[Ltru] Re: Ietf-languages Digest, Vol 50, Issue 15

Peter Constable petercon at microsoft.com
Fri Feb 16 16:20:41 CET 2007


The JAC has various issues I need to get them to review. I will include this among them.

There's one scenario I think is of interest: Suppose there are currently only a handful of documents in non-modern Czech (I don't know what the actual situation is) - not enough that anyone feels a particular need to request separate IDs for historical forms. What then? Well, I guess they would use "ces"; that's a little like someone wondering if a letterform is a distinct character and deciding to treat it like a font variant and not requesting a new character in Unicode/ISO 10646. But then suppose later someone discovers some lost library of Old and Middle Czech documents. What then? At that point, they'd probably request separate IDs for the historical form, and they might argue that this is splitting the historical variants from the single category - i.e. that would mean a new ID for the modern language and well as the historical languages, and "ces" would automatically become a macrolanguage.

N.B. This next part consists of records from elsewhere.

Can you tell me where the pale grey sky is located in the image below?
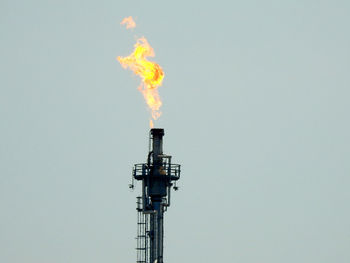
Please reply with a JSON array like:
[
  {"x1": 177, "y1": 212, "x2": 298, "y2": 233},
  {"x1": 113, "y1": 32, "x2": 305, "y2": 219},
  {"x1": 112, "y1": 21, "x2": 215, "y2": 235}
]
[{"x1": 0, "y1": 0, "x2": 350, "y2": 263}]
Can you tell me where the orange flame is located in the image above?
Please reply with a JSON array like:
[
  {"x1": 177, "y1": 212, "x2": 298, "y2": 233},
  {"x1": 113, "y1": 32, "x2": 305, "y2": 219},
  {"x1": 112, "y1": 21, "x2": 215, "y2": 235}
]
[
  {"x1": 120, "y1": 16, "x2": 136, "y2": 29},
  {"x1": 117, "y1": 37, "x2": 164, "y2": 126}
]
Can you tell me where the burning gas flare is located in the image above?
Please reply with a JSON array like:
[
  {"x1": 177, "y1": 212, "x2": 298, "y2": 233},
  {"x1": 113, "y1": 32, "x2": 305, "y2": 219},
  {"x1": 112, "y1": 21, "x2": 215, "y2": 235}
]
[
  {"x1": 120, "y1": 16, "x2": 136, "y2": 29},
  {"x1": 117, "y1": 37, "x2": 164, "y2": 127}
]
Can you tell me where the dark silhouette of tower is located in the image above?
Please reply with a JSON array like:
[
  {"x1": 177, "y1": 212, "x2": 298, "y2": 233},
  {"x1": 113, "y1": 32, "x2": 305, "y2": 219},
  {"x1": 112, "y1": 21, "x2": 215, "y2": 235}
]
[{"x1": 130, "y1": 129, "x2": 180, "y2": 263}]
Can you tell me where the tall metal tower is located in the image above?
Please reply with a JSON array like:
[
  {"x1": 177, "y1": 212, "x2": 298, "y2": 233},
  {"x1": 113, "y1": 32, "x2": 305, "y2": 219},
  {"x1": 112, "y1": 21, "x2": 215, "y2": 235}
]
[{"x1": 130, "y1": 129, "x2": 180, "y2": 263}]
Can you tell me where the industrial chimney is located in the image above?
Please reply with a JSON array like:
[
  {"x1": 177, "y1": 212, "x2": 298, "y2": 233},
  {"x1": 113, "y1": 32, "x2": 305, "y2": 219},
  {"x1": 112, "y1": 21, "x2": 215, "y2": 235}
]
[{"x1": 130, "y1": 129, "x2": 180, "y2": 263}]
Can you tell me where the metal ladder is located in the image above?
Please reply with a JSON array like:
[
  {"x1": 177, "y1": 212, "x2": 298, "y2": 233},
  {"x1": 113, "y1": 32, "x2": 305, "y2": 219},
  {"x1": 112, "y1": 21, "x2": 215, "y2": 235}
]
[{"x1": 136, "y1": 196, "x2": 149, "y2": 263}]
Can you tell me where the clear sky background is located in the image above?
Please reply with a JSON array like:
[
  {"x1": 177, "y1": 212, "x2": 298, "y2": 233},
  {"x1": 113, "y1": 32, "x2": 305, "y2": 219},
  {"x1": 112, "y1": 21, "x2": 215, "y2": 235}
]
[{"x1": 0, "y1": 0, "x2": 350, "y2": 263}]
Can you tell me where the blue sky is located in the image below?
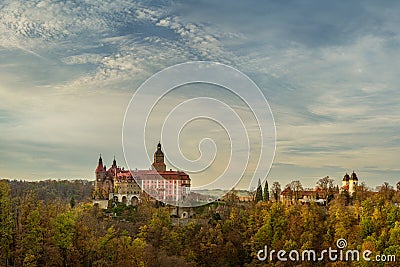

Of course, the scenario playing out that way depends on users initially deciding to use "ces" for the historical records and not requesting separate IDs, and on the JAC deciding that there was established usage of "ces" for multiple variants. (By analogy, UTC wouldn't necessarily decide that the existing character was ambiguous and that *two* new, unambiguous characters are needed.)


Peter

________________________________
From: mark.edward.davis at gmail.com [mailto:mark.edward.davis at gmail.com] On Behalf Of Mark Davis
Sent: Thursday, February 15, 2007 2:34 PM
To: Peter Constable
Cc: LTRU Working Group; ietf-languages at alvestrand.no
Subject: Re: [Ltru] Re: Ietf-languages Digest, Vol 50, Issue 15

I'm inclined towards #2 also, for the reasons you cite. My primary concern, however, is to get a definitive statement from the RA as to which of the policies is true. That, for me, is far more important than which policy is actually used.

Mark
On 2/15/07, Peter Constable <petercon at microsoft.com<mailto:petercon at microsoft.com>> wrote:

Adopting 1 would mean adopting generally across all of ISO 639-3: all entries of individual-language scope encompass corresponding historic varieties. But then, note that historic varieties are relevant only in cases of languages with a long literary tradition that is preserved. For instance, there may have been an old Naskapi that is distinct from the modern descendent, but there never have been and never will be any records in this putative language, so there is zero need for an identifier that encompasses it.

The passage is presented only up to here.